The bombs - believed to have been part of a worldwide conspiracy to kill Americans - went off nearly simultaneously at embassies in Nairobi, Kenya, and Dar es Salaam, Tanzania, killing 224 people - 201 Kenyans, 12 Americans, and 11 other Africans.
The prosecution has accused bin Laden of carrying out a decade long terrorism spree to coerce Islamic governments into a rejection of Western values and to embrace what the West would see as Islamic fundamentalism.
Bin Laden is on the FBI's Ten Most Wanted List.
There is a 5 (m) million dollar reward for his capture in Afghanistan, where authorities believe he is in hiding.
SOUNDBITE: (English)
"It seems like these are people who, you know who had a long plan well thought out and this was not something that was unexpected and it was something that probably our intelligence and certainly we know our government had knowledge of and so it was not something that was completely unforeseeable."
SUPERCAPTION: Edith Bartley, Victim's relative
SOUNDBITE: (English)
"I was fascinated by this issue of doing these things in the name of Allah, in the name of Islam and in that sense I'm not detached from it at all, in fact I was having a conversation with a family member about it and we were talking about how could individuals be convinced in the name of any religion to kill and maim like this on a consistent basis and it's still happening."

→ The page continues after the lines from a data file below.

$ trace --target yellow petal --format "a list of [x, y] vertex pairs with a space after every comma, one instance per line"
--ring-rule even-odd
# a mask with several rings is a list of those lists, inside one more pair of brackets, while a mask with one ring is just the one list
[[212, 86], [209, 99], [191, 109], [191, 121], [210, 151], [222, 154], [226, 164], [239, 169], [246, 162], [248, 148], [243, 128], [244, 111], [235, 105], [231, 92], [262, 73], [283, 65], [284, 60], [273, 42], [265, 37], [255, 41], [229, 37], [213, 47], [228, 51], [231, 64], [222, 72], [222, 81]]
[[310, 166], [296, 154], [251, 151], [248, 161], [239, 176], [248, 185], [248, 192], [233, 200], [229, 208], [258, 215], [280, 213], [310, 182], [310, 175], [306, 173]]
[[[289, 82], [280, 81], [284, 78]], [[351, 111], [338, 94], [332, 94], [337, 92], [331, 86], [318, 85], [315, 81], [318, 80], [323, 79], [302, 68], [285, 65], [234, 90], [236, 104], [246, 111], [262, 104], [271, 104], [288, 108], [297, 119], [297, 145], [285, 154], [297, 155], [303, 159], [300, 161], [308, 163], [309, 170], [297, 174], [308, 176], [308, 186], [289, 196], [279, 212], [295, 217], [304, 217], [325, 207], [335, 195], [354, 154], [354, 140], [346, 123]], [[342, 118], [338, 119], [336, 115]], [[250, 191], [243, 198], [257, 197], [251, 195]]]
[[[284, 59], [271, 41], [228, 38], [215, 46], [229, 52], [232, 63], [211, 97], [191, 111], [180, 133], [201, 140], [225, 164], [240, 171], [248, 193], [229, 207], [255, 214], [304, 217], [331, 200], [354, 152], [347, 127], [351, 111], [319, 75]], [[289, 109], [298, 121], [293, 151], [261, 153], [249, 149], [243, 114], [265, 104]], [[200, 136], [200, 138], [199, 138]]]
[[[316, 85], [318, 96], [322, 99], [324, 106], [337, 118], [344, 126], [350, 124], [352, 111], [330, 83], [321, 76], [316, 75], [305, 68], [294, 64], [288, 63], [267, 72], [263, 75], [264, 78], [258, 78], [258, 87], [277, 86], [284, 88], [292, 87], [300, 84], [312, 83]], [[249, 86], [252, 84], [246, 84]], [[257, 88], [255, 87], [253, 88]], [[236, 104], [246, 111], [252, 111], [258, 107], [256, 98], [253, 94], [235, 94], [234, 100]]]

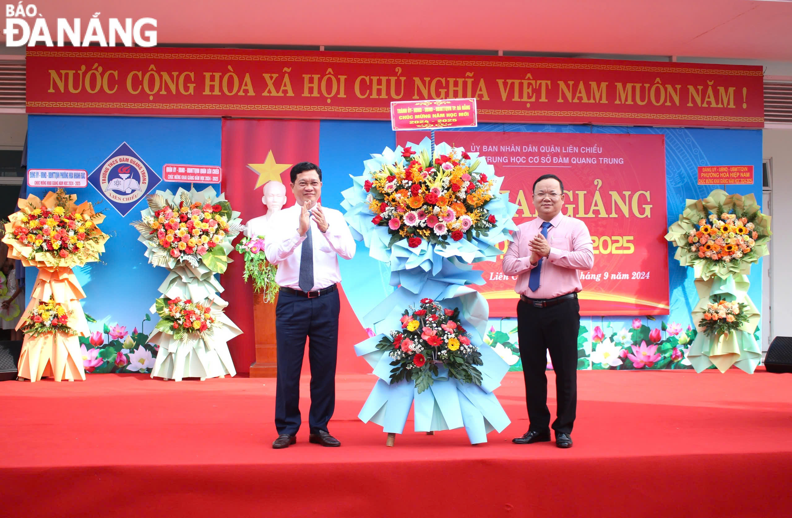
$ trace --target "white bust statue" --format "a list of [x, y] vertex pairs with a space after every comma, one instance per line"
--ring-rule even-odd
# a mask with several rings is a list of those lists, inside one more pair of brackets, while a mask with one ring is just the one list
[[286, 203], [286, 185], [274, 180], [268, 181], [264, 185], [261, 203], [267, 208], [267, 213], [248, 220], [245, 227], [245, 235], [249, 238], [267, 234], [267, 227], [272, 220], [272, 215], [283, 208], [284, 204]]

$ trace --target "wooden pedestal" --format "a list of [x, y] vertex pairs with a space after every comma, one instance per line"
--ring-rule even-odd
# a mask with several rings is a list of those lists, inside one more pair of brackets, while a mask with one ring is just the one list
[[251, 378], [275, 378], [277, 375], [277, 349], [275, 338], [275, 305], [264, 302], [264, 295], [253, 293], [253, 318], [256, 338], [256, 362], [250, 365]]

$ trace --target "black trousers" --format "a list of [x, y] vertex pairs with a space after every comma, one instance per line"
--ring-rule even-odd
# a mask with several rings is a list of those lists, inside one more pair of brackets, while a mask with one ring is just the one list
[[577, 406], [577, 333], [581, 327], [581, 306], [577, 299], [565, 300], [550, 307], [535, 307], [517, 303], [517, 337], [525, 377], [525, 402], [528, 407], [528, 429], [544, 432], [550, 426], [547, 408], [547, 356], [550, 351], [555, 371], [558, 402], [553, 429], [572, 433]]
[[281, 291], [275, 309], [278, 379], [275, 394], [275, 427], [279, 434], [296, 435], [299, 413], [299, 375], [308, 341], [310, 362], [310, 430], [327, 432], [336, 405], [336, 360], [338, 356], [338, 291], [308, 299]]

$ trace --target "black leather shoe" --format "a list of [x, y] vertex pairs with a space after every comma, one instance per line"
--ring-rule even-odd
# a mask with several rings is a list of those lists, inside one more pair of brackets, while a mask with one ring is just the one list
[[322, 446], [328, 446], [329, 448], [335, 448], [337, 446], [341, 446], [341, 443], [340, 440], [331, 436], [327, 432], [324, 430], [319, 430], [316, 433], [311, 433], [308, 436], [308, 442], [314, 443], [314, 444], [322, 444]]
[[555, 445], [558, 448], [572, 448], [572, 437], [569, 433], [556, 433]]
[[515, 437], [512, 442], [515, 444], [530, 444], [531, 443], [546, 443], [550, 440], [550, 432], [534, 432], [528, 430], [520, 437]]
[[297, 442], [297, 437], [295, 436], [290, 436], [287, 433], [281, 433], [278, 436], [278, 438], [272, 441], [272, 448], [276, 450], [279, 450], [282, 448], [288, 448], [290, 444], [294, 444]]

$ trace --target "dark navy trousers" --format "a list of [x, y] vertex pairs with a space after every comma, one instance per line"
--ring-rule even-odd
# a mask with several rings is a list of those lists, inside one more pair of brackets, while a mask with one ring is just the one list
[[338, 290], [308, 299], [281, 291], [275, 309], [278, 379], [275, 427], [279, 434], [296, 435], [299, 413], [299, 375], [308, 339], [310, 363], [311, 433], [327, 432], [336, 405], [336, 360], [338, 356]]

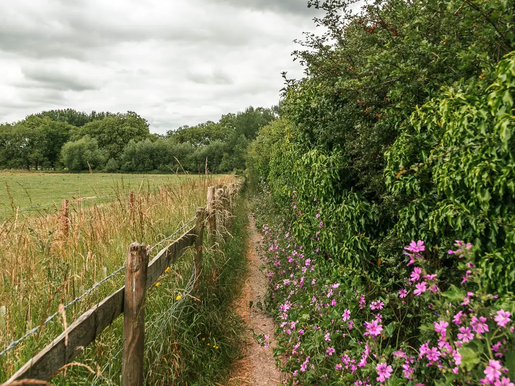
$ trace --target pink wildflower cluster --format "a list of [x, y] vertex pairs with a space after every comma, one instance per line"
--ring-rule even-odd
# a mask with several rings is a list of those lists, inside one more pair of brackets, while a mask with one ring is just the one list
[[[314, 206], [318, 204], [313, 200]], [[419, 240], [404, 248], [408, 272], [394, 285], [359, 287], [353, 274], [331, 277], [319, 265], [325, 253], [317, 243], [324, 232], [318, 206], [317, 210], [313, 216], [320, 227], [314, 231], [311, 252], [288, 230], [264, 228], [266, 274], [277, 305], [284, 370], [291, 375], [288, 384], [316, 379], [321, 384], [407, 381], [430, 386], [438, 380], [515, 386], [506, 367], [506, 353], [515, 344], [513, 310], [496, 307], [494, 295], [479, 290], [478, 269], [466, 261], [470, 243], [456, 241], [449, 251], [462, 261], [465, 280], [461, 285], [457, 280], [461, 286], [451, 287], [445, 272], [428, 270], [430, 254]], [[422, 315], [424, 329], [409, 324]], [[423, 339], [416, 345], [420, 334]], [[478, 347], [487, 355], [476, 352]], [[474, 378], [478, 371], [479, 379]], [[450, 377], [453, 380], [448, 382]]]

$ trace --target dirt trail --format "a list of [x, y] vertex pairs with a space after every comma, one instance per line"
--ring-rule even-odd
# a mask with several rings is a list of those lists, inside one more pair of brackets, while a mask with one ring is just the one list
[[[247, 254], [247, 276], [239, 299], [236, 302], [238, 314], [247, 327], [247, 344], [243, 358], [235, 364], [228, 386], [268, 386], [281, 383], [280, 373], [276, 369], [272, 349], [276, 344], [273, 333], [273, 320], [255, 306], [266, 295], [268, 279], [260, 269], [264, 262], [256, 253], [256, 247], [261, 242], [261, 236], [255, 227], [252, 214], [249, 214], [249, 240]], [[252, 302], [252, 307], [250, 306]], [[254, 338], [256, 335], [266, 335], [269, 338], [268, 347], [259, 346]]]

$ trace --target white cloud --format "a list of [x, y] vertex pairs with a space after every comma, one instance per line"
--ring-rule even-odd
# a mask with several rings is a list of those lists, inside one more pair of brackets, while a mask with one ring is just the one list
[[[151, 131], [276, 103], [307, 0], [0, 0], [0, 121], [136, 111]], [[5, 3], [2, 4], [2, 3]]]

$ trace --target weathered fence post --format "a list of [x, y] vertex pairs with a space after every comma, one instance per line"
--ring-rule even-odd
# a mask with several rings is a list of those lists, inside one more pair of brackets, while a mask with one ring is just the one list
[[236, 192], [236, 188], [234, 184], [230, 184], [229, 185], [229, 226], [230, 227], [232, 226], [232, 221], [234, 219], [233, 216], [232, 209], [234, 206], [234, 194]]
[[197, 236], [195, 242], [195, 257], [193, 262], [195, 269], [195, 284], [196, 291], [198, 286], [198, 278], [202, 270], [202, 249], [204, 238], [204, 226], [205, 222], [205, 208], [197, 208], [195, 219], [195, 234]]
[[68, 200], [63, 200], [62, 203], [62, 209], [61, 212], [61, 220], [62, 222], [63, 236], [64, 238], [68, 237], [70, 233], [70, 209], [68, 207]]
[[148, 247], [133, 242], [127, 248], [124, 295], [122, 386], [143, 384], [145, 346], [145, 294]]
[[208, 230], [212, 237], [216, 231], [216, 216], [215, 213], [215, 187], [208, 188]]
[[[221, 185], [217, 185], [217, 186], [221, 186]], [[216, 189], [215, 192], [215, 215], [214, 215], [214, 221], [216, 224], [215, 227], [217, 231], [218, 237], [217, 241], [219, 243], [221, 240], [221, 232], [224, 230], [224, 214], [223, 212], [224, 209], [224, 189], [222, 188], [218, 188]]]

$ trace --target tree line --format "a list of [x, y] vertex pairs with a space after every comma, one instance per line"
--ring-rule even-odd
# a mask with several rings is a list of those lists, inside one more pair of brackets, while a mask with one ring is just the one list
[[43, 111], [0, 125], [0, 169], [162, 172], [227, 172], [245, 167], [256, 133], [276, 109], [252, 107], [166, 134], [151, 133], [132, 111]]

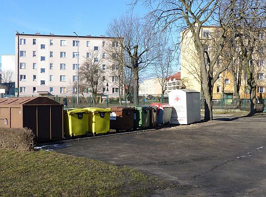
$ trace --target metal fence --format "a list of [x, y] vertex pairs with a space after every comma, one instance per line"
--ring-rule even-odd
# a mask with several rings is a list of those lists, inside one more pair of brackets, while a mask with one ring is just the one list
[[[20, 97], [33, 97], [36, 95], [23, 95]], [[134, 106], [134, 95], [97, 95], [79, 96], [79, 103], [77, 104], [77, 96], [75, 95], [61, 95], [48, 96], [48, 97], [66, 107], [111, 107], [117, 106]], [[150, 95], [138, 95], [138, 103], [139, 105], [149, 105], [150, 103], [168, 103], [168, 95], [157, 95], [151, 97]], [[200, 97], [200, 108], [204, 109], [204, 100]], [[64, 101], [65, 100], [65, 101]], [[212, 100], [212, 108], [213, 109], [240, 109], [249, 110], [250, 108], [250, 100], [249, 99], [240, 99], [240, 104], [237, 105], [236, 99], [221, 98]], [[262, 99], [258, 106], [261, 107], [262, 110], [266, 112], [266, 99]]]

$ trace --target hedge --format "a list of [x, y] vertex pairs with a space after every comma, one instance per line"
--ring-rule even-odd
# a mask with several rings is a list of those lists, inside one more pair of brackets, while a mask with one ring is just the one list
[[33, 150], [34, 134], [27, 128], [0, 128], [0, 149]]

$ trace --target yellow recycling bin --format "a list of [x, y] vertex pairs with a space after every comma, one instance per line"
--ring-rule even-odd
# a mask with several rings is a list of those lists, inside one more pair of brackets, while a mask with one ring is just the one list
[[88, 133], [89, 112], [82, 108], [69, 108], [64, 110], [65, 135], [75, 136]]
[[93, 134], [104, 134], [110, 130], [110, 108], [87, 107], [89, 115], [89, 132]]

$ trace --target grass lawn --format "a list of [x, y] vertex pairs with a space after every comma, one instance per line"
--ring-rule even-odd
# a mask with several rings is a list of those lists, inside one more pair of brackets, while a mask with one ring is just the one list
[[0, 150], [0, 197], [142, 197], [163, 185], [126, 166], [52, 151]]

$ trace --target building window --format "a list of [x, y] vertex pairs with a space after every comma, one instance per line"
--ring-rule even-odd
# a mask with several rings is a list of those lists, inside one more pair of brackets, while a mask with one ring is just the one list
[[258, 93], [264, 93], [265, 90], [264, 87], [258, 87]]
[[60, 46], [66, 46], [66, 40], [60, 40]]
[[87, 47], [91, 46], [91, 42], [90, 41], [87, 41]]
[[24, 38], [20, 38], [19, 44], [21, 45], [25, 45], [26, 44], [26, 39]]
[[258, 80], [264, 80], [265, 79], [265, 77], [264, 73], [258, 73], [257, 75], [257, 79]]
[[79, 40], [73, 40], [73, 46], [79, 46]]
[[113, 76], [112, 77], [112, 81], [113, 82], [117, 82], [118, 81], [118, 77]]
[[113, 41], [112, 46], [113, 47], [118, 47], [118, 42], [117, 41]]
[[26, 68], [26, 63], [20, 63], [19, 68], [20, 69], [25, 69]]
[[221, 87], [217, 86], [216, 88], [216, 91], [217, 93], [220, 93], [221, 92]]
[[62, 94], [65, 94], [66, 93], [66, 87], [60, 87], [60, 93]]
[[66, 70], [66, 64], [60, 64], [60, 70]]
[[258, 60], [258, 66], [264, 66], [264, 60]]
[[[73, 58], [77, 58], [77, 52], [73, 52]], [[78, 52], [78, 57], [79, 58], [79, 52]]]
[[66, 75], [60, 75], [60, 81], [66, 81]]
[[20, 81], [26, 81], [26, 75], [21, 74], [20, 75]]
[[20, 87], [19, 89], [20, 89], [19, 90], [21, 93], [26, 93], [26, 87]]
[[112, 65], [112, 69], [113, 70], [118, 70], [118, 65]]
[[45, 80], [41, 80], [41, 85], [45, 85]]
[[261, 32], [259, 34], [259, 38], [260, 40], [264, 40], [264, 33], [263, 32]]
[[65, 58], [66, 57], [66, 53], [65, 52], [60, 52], [60, 58]]
[[208, 31], [203, 31], [203, 37], [209, 37], [210, 36], [210, 32]]
[[73, 81], [77, 81], [77, 75], [73, 75]]
[[26, 51], [20, 51], [19, 52], [20, 57], [26, 57]]
[[113, 93], [118, 93], [118, 88], [113, 88], [112, 92]]
[[77, 69], [77, 64], [73, 64], [73, 70]]
[[54, 93], [54, 87], [50, 87], [49, 88], [49, 92], [50, 93]]

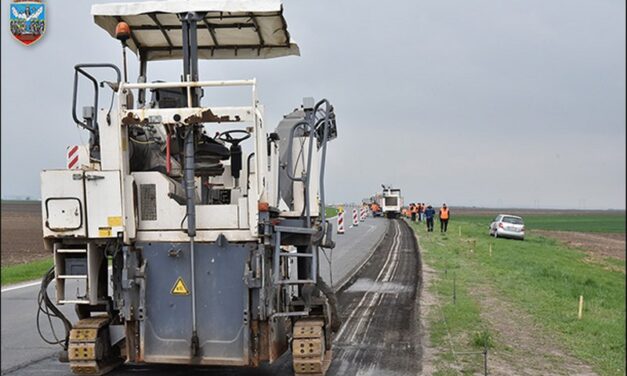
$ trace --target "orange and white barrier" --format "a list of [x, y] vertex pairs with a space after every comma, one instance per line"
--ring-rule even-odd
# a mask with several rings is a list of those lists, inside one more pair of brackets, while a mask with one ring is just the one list
[[337, 233], [338, 234], [344, 233], [344, 212], [343, 211], [337, 213]]

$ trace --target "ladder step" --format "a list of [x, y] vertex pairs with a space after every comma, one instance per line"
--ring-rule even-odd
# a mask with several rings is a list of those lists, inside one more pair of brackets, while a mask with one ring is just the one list
[[280, 232], [289, 232], [289, 233], [292, 233], [292, 234], [308, 234], [308, 235], [313, 235], [313, 234], [315, 234], [317, 232], [313, 228], [290, 227], [290, 226], [274, 226], [274, 230], [275, 231], [280, 231]]
[[59, 278], [59, 279], [87, 279], [87, 276], [84, 275], [84, 274], [80, 274], [80, 275], [79, 274], [77, 274], [77, 275], [66, 275], [66, 274], [63, 274], [63, 275], [58, 276], [57, 278]]
[[279, 285], [300, 285], [303, 283], [316, 283], [316, 281], [314, 281], [313, 279], [296, 279], [296, 280], [285, 279], [281, 281], [276, 281], [275, 283]]
[[87, 253], [86, 249], [57, 249], [57, 253]]
[[292, 317], [292, 316], [309, 316], [309, 311], [296, 311], [296, 312], [276, 312], [272, 314], [274, 317]]
[[279, 256], [285, 256], [285, 257], [313, 257], [313, 254], [311, 253], [289, 253], [289, 252], [281, 252], [279, 254]]
[[59, 304], [89, 304], [89, 300], [59, 300]]

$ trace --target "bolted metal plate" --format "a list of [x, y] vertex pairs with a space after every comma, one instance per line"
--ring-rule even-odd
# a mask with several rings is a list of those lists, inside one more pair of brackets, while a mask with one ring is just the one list
[[97, 335], [98, 329], [73, 329], [70, 331], [70, 341], [95, 340]]
[[295, 339], [292, 341], [292, 354], [321, 358], [322, 341], [320, 338]]
[[96, 356], [96, 343], [71, 343], [68, 357], [73, 360], [93, 360]]

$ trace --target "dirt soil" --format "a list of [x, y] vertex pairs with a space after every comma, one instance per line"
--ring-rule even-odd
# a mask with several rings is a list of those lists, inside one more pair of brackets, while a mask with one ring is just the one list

SUPERCAPTION: Robert Kirk Junior, Relative of victim
SOUNDBITE: (English)
"I myself was briefed by the embassy security officers some three days before the bombing and I asked the chap if we were confronted with a Khobar Towers type of an incident what would happen to us. And he told me quote unquote you'd be dead meat - three days later my wife was killed. And it's just really, really tragic and I just hope out of all of this the Congress will appropriate the money so that colleagues overseas will not have to go through what I had to go through."